As a fellow in Detroit for two years, Emily accomplished a great deal. She served alongside Repair service partner Keep Growing Detroit, learning about urban agriculture and how deeply urban gardens can root a community. She supported their work of ensuring more than 2000 Detroit gardens thrived. And, Emily independently organized 36 programs for Repair the World Detroit, with three of those events bringing in over 50 folks to engage in Jewish service. Running these events allowed her to “hone in on facilitation and people skills, build community from scratch as a newcomer to the area, and act as a connector for young Jewish Detroiters looking to serve.”

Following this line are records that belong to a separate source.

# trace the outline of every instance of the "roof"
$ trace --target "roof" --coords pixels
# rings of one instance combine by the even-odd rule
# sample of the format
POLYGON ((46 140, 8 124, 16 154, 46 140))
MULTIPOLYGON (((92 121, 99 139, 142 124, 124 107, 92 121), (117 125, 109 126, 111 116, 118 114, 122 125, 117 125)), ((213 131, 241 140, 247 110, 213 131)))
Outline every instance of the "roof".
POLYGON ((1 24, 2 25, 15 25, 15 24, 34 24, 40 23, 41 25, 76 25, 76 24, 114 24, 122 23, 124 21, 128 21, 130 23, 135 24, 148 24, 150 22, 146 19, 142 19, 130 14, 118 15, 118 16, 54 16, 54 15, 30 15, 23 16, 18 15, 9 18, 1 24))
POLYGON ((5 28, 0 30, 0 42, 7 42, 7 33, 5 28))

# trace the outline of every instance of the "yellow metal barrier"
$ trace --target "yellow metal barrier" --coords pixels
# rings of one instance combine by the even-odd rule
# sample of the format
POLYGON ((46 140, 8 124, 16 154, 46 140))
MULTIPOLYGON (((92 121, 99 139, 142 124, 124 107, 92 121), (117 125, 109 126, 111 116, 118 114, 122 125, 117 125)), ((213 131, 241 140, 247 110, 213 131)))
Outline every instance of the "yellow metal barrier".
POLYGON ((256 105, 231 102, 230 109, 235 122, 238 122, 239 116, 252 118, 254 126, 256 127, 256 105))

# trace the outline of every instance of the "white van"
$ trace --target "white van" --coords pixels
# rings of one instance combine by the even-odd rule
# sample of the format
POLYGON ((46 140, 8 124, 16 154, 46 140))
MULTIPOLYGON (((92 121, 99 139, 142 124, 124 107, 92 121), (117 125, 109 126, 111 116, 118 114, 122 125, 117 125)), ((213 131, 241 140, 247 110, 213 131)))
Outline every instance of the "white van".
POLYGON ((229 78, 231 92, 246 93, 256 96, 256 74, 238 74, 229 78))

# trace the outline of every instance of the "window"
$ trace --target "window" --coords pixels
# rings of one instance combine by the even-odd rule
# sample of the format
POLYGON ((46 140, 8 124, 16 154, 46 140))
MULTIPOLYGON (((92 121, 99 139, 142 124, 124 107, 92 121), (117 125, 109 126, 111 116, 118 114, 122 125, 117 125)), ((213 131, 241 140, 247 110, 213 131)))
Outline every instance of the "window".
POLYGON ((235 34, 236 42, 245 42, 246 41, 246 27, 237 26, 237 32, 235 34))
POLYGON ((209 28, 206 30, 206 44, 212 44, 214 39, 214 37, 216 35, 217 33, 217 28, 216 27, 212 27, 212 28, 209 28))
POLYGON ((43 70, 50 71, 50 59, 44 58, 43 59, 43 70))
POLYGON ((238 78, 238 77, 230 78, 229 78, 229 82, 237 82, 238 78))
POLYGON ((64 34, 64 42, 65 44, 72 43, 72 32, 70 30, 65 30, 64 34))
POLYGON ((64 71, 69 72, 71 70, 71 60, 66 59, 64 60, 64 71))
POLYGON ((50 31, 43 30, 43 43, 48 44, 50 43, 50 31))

One of Emily’s favorite programs to lead was with the Jewish feminist circle at University of Michigan Hillel. The event included a donation drive to collect menstrual products for I Support the Girls and a facilitated session on menstruation justice. Emily was able to see the Repair value of action and learning, na’aseh v’nishma, shine during this event. “Even though it was my first time interacting with the group, it was such a safe, comfortable space. We had to be willing to care for others while being vulnerable. Learning with the Jewish feminist circle and seeing the gears turn for the students was just amazing.”

The Repair the World Fellowship’s goals are: to provide young professionals with the tools to take action to pursue a just world, serve alongside local nonprofits addressing community needs, mobilize peers to volunteer, and engage in Jewish learning and professional development. Emily was able to take full advantage of the fellowship, and says, “I have found a lot more connection to Judaism through the fellowship by being able to put my values into action. I am now able to incorporate my values into my work and voice why they are important. I want to continue working with Jewish nonprofits so that I can carry on exploring what these values mean to me.”


Emily Levine (she/her) was born and raised in Mid-State New York. She is a graduate of Bard College, where she studied economics and gender studies. Emily served as a Repair the World fellow in Detroit from 2021-2023. Through her time in the fellowship, she served at an urban farm in the city called Keep Growing Detroit. Emily has been involved with several Jewish nonprofits in leadership positions including Young Judaea and Camp Tel Yehudah. Emily will continue to be involved with Repair as she makes Pittsburgh her new home.